The mechanism involved in the development of tardive dyskinesia (TD) is complicated. It now
seems that several neurotransmitter systems may be affected, including dopaminergic,
noradrenergic, gamma-amino-butyric acid (GABA) ergic, cholinergic and peptidergic pathways.
Piracetam (2-oxo-pyrrolidone) is a nootropic drug structurally related to GABA. It has been
used clinically to treat a wide range of diseases and conditions, mainly in treatment of
organic brain syndrome, myoclonus, memory impairment, post-concussional syndrome, vertigo,
alcohol withdrawal, cerebrovascular insufficiency, hypoxia, intoxications of different
origins or mechanic brain injures. Piracetam is cerebral homeostatic normalizer,
neuroprotectant, cerebral metabolic enhancer and brain integrative agent. It enhances brain
energy, especially under deficit condition: hypoxia, chemical toxicity or impaired cerebral
microcirculation; preserve, protect and enhance synaptic membrane and receptor structure and
plasticity. It has various effects on glutamate neurotransmission on micromolar levels
piracetam potentiates potassium-induced release of glutamate from hippocampal nerves. It is
an oxidant agent and may be useful for treatment TD. Piracetam is among the toxicologically
safest drugs ever developed even in mega doses.

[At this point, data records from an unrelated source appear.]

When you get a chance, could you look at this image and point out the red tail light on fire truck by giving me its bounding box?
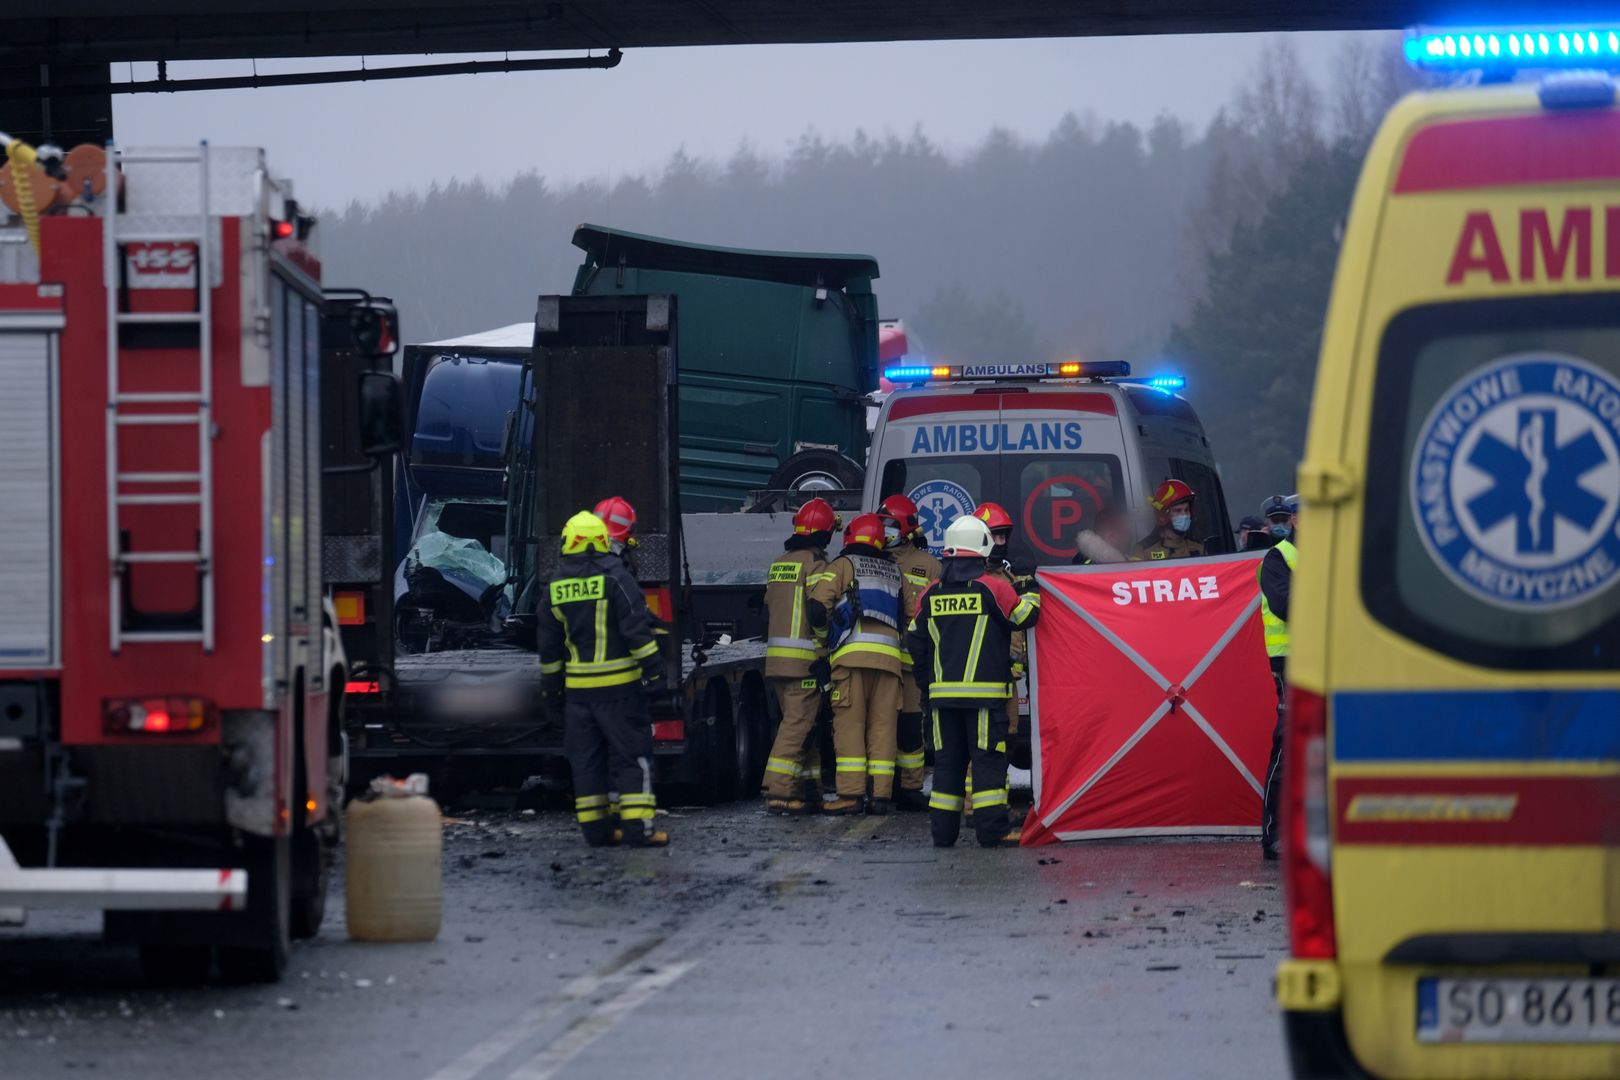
[102,696,218,735]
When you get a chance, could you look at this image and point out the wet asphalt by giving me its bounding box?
[0,803,1289,1079]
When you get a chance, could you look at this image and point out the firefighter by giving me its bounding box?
[807,513,904,815]
[1258,495,1298,861]
[1136,479,1205,560]
[593,495,639,557]
[908,516,1040,847]
[760,498,840,815]
[974,502,1030,739]
[538,512,669,848]
[879,494,941,812]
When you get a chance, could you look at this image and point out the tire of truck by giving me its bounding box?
[683,681,735,806]
[217,835,292,984]
[737,674,772,796]
[290,678,341,940]
[765,449,864,495]
[138,944,213,986]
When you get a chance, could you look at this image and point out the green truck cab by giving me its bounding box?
[570,225,880,511]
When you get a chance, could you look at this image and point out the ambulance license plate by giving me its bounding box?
[1417,978,1620,1043]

Data derived from some clinical reports have suggested that piracetam can improve symptoms
and is effective agent for treatment of different movement disorders including acute
neuroleptic induced extrapyramidal symptoms and TD. The doses that used for TD treatment
varied from 800 mg/day to 24000 mg/day. According to these findings the symptoms of TD
disappeared in the period of 3-7 days.
To date there was only one double-blind crossover study regarding use of piracetam for
treatment TD that was conducted almost 20 years ago. The findings of this study were
impressive, but to our knowledge nobody reproduced these results.